STT-RAM-based Hierarchical In-Memory Computing
Dhruv Gajaria, Kevin Antony Gomez, Tosiron Adegbija
TL;DR
This work introduces Hierarchical In-Memory Computing (HiMC), combining relaxed-retention STT-RAM-based PiC at the cache level with non-volatile STT-RAM PiM in main memory to minimize data movement and energy. It shows that PiC can deliver substantial latency and energy benefits for CPU-dependent workloads, while PiM remains advantageous for CPU-independent workloads, and demonstrates that a heterogeneous two-retention cache design can further optimize overall performance. The authors develop an architectural framework including a retention-time monitor, operation chaining, and PiC/PiM management, and provide a Thorough evaluation across eight workloads using validated simulation tools, yielding up to multi-fold speedups and significant area reductions compared to SRAM. The study highlights open research challenges in bit-line computing, compiler/hardware co-design, and data-flow-like architectures, setting path for scalable, energy-efficient in-memory computing in resource-constrained systems.
Abstract
In-memory computing promises to overcome the von Neumann bottleneck in computer systems by performing computations directly within the memory. Previous research has suggested using Spin-Transfer Torque RAM (STT-RAM) for in-memory computing due to its non-volatility, low leakage power, high density, endurance, and commercial viability. This paper explores hierarchical in-memory computing, where different levels of the memory hierarchy are augmented with processing elements to optimize workload execution. The paper investigates processing in memory (PiM) using non-volatile STT-RAM and processing in cache (PiC) using volatile STT-RAM with relaxed retention, which helps mitigate STT-RAM's write latency and energy overheads.
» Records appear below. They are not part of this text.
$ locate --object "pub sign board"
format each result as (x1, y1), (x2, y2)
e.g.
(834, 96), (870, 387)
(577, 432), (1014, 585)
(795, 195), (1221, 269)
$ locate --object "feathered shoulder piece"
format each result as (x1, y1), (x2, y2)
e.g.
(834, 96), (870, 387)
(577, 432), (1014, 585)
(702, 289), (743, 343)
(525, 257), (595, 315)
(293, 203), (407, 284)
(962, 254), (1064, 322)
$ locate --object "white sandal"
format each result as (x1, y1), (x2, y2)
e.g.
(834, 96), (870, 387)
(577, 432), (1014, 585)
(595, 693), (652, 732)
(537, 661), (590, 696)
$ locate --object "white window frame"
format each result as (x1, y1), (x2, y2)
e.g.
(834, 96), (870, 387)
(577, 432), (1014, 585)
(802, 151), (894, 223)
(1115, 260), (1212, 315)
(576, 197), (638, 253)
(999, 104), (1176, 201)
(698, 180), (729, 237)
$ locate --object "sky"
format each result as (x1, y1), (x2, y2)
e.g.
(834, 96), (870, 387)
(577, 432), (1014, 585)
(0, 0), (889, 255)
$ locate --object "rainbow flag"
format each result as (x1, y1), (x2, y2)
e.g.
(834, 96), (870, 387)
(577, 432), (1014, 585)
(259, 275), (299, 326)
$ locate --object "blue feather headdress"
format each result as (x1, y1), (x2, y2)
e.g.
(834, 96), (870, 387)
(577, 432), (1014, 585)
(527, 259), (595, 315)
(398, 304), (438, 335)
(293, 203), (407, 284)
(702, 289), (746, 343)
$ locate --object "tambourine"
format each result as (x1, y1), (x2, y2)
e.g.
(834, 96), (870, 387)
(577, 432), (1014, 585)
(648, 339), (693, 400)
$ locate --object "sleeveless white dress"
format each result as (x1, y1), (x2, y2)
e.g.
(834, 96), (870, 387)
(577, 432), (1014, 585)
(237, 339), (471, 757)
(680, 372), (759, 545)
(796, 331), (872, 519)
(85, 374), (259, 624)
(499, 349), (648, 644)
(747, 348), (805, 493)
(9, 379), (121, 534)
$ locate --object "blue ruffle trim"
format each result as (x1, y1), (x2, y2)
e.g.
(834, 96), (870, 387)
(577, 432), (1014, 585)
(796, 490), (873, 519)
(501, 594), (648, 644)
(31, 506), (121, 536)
We analyze tradeoffs and overheads associated with data movement for PiC versus write overheads for PiM using STT-RAMs for various workloads. We examine workload characteristics, such as computational intensity and CPU-dependent workloads with limited instruction-level parallelism, and their impact on PiC/PiM tradeoffs. Using these workloads, we evaluate computing in STT-RAM versus SRAM at different cache hierarchy levels and explore the potential of heterogeneous STT-RAM cache architectures with various retention times for PiC and CPU-based computing. Our experiments reveal significant advantages of STT-RAM-based PiC over PiM for specific workloads. Finally, we describe open research problems in hierarchical in-memory computing architectures to further enhance this paradigm.